3. Mediterranean Watercress and Quinoa Salad
This Mediterranean-inspired salad offers a burst of flavor with sun-dried tomatoes, olives, and feta cheese. The zesty dressing adds an extra layer of deliciousness.
Ingredients:
Ingredient | Quantity |
---|---|
Cooked quinoa | 1 cup |
Watercress | 4 cups |
Kalamata olives, sliced | 1/4 cup |
Sun-dried tomatoes, chopped | 1/4 cup |
Cucumber, diced | 1/2 cup |
Feta cheese, crumbled | 1/4 cup |
Olive oil | 2 tbsp |
Red wine vinegar | 1 tbsp |
Salt and pepper | To taste |
Instructions:
- Combine quinoa, watercress, olives, sun-dried tomatoes, cucumber, and feta in a large bowl.

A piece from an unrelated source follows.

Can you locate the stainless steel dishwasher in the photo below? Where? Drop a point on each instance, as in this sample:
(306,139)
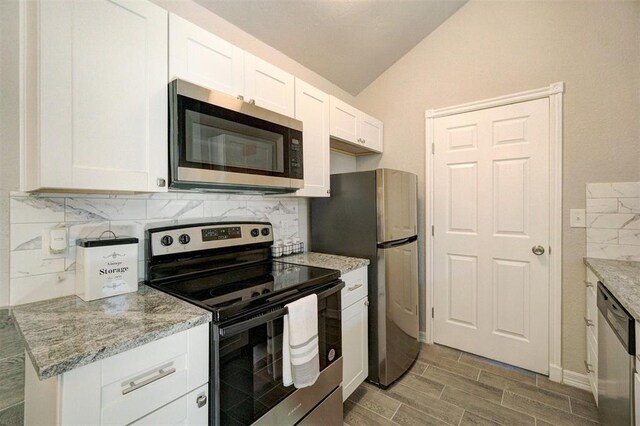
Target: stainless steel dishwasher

- In a small bowl, whisk together olive oil, red wine vinegar, salt, and pepper.
- Pour the dressing over the salad and toss well. Serve chilled.
4. Watercress and Quinoa Salad with Roasted Vegetables
Roasted vegetables add warmth and depth to this watercress and quinoa salad, making it a satisfying meal perfect for colder days or meal prepping.
Ingredients:
Ingredient | Quantity |
---|---|
Cooked quinoa | 1 cup |
Watercress | 4 cups |
Roasted sweet potatoes, diced | 1 cup |
Roasted zucchini, sliced | 1 cup |
Balsamic vinegar | 2 tbsp |
Olive oil | 2 tbsp |
Salt and pepper | To taste |
Instructions:
- Roast the sweet potatoes and zucchini at 400°F for 25 minutes.
- In a large bowl, mix the cooked quinoa, watercress, and roasted vegetables.
- Drizzle with balsamic vinegar and olive oil, season with salt and pepper, and toss to combine.
5. Watercress and Quinoa Salad with Pomegranate
This vibrant and tangy salad is packed with antioxidants from pomegranate seeds and crunchy walnuts. It’s ideal for festive gatherings or a refreshing summer meal.
Ingredients:
Ingredient | Quantity |
---|---|
Cooked quinoa | 1 cup |
Watercress | 4 cups |
Pomegranate seeds | 1/2 cup |
Walnuts, chopped | 1/4 cup |
Goat cheese, crumbled | 1/4 cup |
Olive oil | 2 tbsp |
Balsamic vinegar | 1 tbsp |
Salt and pepper | To taste |
Instructions:
- In a large bowl, combine quinoa, watercress, pomegranate seeds, walnuts, and goat cheese.
- In a small bowl, whisk together olive oil, balsamic vinegar, salt, and pepper.
- Pour the dressing over the salad and gently toss to combine. Serve immediately.
Conclusion
Watercress and quinoa are not only packed with nutrients but also incredibly versatile, making them an excellent base for a variety of salads. Whether you prefer something light like the classic recipe or a more substantial option with roasted vegetables or avocado, these five recipes are easy to make and cater to different tastes. Experiment with these flavorful combinations and enjoy a nutritious meal that’s perfect for any occasion.